In Infinity, LSG is provided as an optional parameter for HNSW. Users can enable this graph construction strategy by setting build_type=lsg, and we refer to the corresponding index as HnswLsg.

## Create index
table_obj.create_index(
"hnsw_index",
index.IndexInfo(
"embedding",
index.IndexType.Hnsw, {
"m": 16,
"ef_construction": 200,
"metric": "l2",
"build_type": "lsg"
},
)
)
## Vector retrieval
query_builder.match_dense('embedding', [1.0, 2.0, 3.0], 'float', 'l2', 10, {'ef': 200})

LSG essentially alters the metric space during the index construction process. Therefore, it can not only be applied to the original HNSW but also be combined with quantization methods (such as LVQ or RaBitQ) to form variant indexes like HnswLvqLsg or HnswRabitqLsg. The usage of the user interface remains consistent with that of HnswLvq and HnswRabitq.

LSG can enhance the performance of the vast majority of graph indexes and datasets, but at the cost of additional computation of local information—neighborhood radius—during the graph construction phase, which thus increases the construction time to a certain extent. For example, on the sift1M dataset, the construction time of HnswLsg is approximately 1.2 times that of the original HNSW.

In summary, if users are not sensitive to index construction time, they can confidently enable the LSG option, as it can steadily improve query performance. Users can replicate the aforementioned experiments by setting the benchmark parameter to build_type=[lsg/lvq_lsg/crabitq_lsg].

Index Performance Evaluation

To evaluate the performance of various indexes in Infinity, we selected three representative datasets as benchmarks, including the widely used sift and gist datasets in vector index evaluations.

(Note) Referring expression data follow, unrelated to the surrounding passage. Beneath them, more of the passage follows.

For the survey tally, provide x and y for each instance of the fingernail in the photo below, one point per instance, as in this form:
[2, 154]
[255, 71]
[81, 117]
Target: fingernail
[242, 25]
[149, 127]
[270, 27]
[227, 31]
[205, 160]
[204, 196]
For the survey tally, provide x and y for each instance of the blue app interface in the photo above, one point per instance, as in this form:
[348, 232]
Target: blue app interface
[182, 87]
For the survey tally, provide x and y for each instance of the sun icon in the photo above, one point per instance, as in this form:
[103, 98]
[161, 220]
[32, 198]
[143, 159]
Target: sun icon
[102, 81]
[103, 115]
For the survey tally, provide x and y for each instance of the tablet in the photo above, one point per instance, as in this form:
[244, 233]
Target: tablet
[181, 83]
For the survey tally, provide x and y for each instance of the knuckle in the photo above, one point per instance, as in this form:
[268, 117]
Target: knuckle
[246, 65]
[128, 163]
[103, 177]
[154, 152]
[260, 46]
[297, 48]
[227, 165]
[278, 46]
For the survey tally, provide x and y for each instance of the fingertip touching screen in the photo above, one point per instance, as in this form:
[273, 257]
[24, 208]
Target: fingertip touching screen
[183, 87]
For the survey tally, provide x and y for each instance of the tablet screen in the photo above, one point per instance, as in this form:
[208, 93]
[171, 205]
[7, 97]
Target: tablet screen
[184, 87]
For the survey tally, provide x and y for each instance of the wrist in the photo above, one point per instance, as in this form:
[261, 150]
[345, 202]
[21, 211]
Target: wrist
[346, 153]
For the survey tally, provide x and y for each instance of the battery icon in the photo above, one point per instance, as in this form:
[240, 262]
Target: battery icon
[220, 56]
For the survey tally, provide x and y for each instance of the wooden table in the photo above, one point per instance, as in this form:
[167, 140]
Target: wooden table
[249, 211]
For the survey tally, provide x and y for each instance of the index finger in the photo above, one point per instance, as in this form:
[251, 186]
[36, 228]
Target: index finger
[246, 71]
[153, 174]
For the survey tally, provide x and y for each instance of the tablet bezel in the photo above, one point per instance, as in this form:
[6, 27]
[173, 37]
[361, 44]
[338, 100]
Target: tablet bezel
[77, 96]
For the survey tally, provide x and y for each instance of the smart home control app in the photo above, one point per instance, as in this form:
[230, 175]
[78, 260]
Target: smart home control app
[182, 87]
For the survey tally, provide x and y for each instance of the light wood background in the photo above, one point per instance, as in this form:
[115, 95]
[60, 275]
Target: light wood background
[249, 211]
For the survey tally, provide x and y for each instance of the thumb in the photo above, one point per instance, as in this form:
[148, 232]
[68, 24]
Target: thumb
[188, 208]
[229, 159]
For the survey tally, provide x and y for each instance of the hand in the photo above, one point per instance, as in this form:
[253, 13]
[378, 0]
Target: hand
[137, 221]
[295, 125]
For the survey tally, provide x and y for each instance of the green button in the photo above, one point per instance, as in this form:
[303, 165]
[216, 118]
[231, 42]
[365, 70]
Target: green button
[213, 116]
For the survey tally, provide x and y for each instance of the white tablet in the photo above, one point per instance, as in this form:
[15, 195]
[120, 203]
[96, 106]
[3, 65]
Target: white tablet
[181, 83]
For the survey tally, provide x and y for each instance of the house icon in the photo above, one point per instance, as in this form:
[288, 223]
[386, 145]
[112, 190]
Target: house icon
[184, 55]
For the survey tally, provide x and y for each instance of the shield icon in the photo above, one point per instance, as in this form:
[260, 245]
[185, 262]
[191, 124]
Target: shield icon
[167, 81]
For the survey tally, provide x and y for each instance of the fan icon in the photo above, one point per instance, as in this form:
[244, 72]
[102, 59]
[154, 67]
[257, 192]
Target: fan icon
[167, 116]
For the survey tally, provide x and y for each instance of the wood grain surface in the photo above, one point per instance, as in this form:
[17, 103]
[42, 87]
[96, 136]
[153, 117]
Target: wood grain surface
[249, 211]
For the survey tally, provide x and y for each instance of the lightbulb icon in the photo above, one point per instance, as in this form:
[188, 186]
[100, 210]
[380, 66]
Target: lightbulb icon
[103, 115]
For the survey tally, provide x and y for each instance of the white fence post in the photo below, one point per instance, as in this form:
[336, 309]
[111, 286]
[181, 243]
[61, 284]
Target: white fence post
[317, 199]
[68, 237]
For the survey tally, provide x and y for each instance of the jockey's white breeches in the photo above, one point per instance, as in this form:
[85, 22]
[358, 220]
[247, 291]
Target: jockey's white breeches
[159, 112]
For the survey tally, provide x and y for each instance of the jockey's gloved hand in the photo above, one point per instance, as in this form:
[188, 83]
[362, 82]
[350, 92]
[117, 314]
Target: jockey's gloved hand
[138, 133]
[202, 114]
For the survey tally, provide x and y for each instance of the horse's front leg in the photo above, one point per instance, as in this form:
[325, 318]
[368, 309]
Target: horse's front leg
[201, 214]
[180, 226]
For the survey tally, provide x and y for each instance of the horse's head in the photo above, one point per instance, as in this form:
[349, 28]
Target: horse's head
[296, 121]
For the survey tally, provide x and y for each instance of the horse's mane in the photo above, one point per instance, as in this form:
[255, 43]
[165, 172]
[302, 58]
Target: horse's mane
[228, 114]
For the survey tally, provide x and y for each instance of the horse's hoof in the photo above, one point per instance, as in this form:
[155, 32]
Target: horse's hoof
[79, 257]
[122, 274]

Given that Infinity is frequently used in conjunction with RAGFlow in current scenarios, the retrieval effectiveness on RAG-type datasets is particularly crucial for users assessing index performance.

Therefore, we also incorporated the msmarco dataset. This dataset was generated by encoding the TREC-RAG 2024 corpus using the Cohere Embed English v3 model, comprising embedded vectors for 113.5 million text passages, as well as embedded vectors corresponding to 1,677 query instructions from TREC-Deep Learning 2021-2023.

From the test results of each dataset, it can be observed that in most cases, HnswRabitqLsg achieves the best overall performance. For instance, on the msmarco dataset in RAG scenarios, RaBitQ achieves a 90% reduction in memory usage while delivering query performance that is 5 times that of the original HNSW at a 99% recall rate.

Based on the above experimental results, we offer the following practical recommendations for Infinity users:

  1. The original HNSW can attain a higher accuracy ceiling compared to HnswLvq and HnswRabitq. If users have extremely high accuracy requirements, this strategy should be prioritized.
  2. Within the allowable accuracy range, HnswLvq can be confidently selected for most datasets. For datasets that are less susceptible to quantization effects, HnswRabitq is generally a better choice.
  3. The LSG strategy enhances performance across all index variants. If users are not sensitive to index construction time, it is recommended to enable this option in all scenarios to improve query efficiency. Additionally, due to its algorithmic characteristics, LSG can significantly raise the accuracy ceiling. Therefore, if the usage scenario demands extremely high accuracy (>99.9%), enabling LSG is strongly recommended to optimize index performance.

Infinity continues to iterate and improve. We welcome ongoing attention and valuable feedback and suggestions from everyone.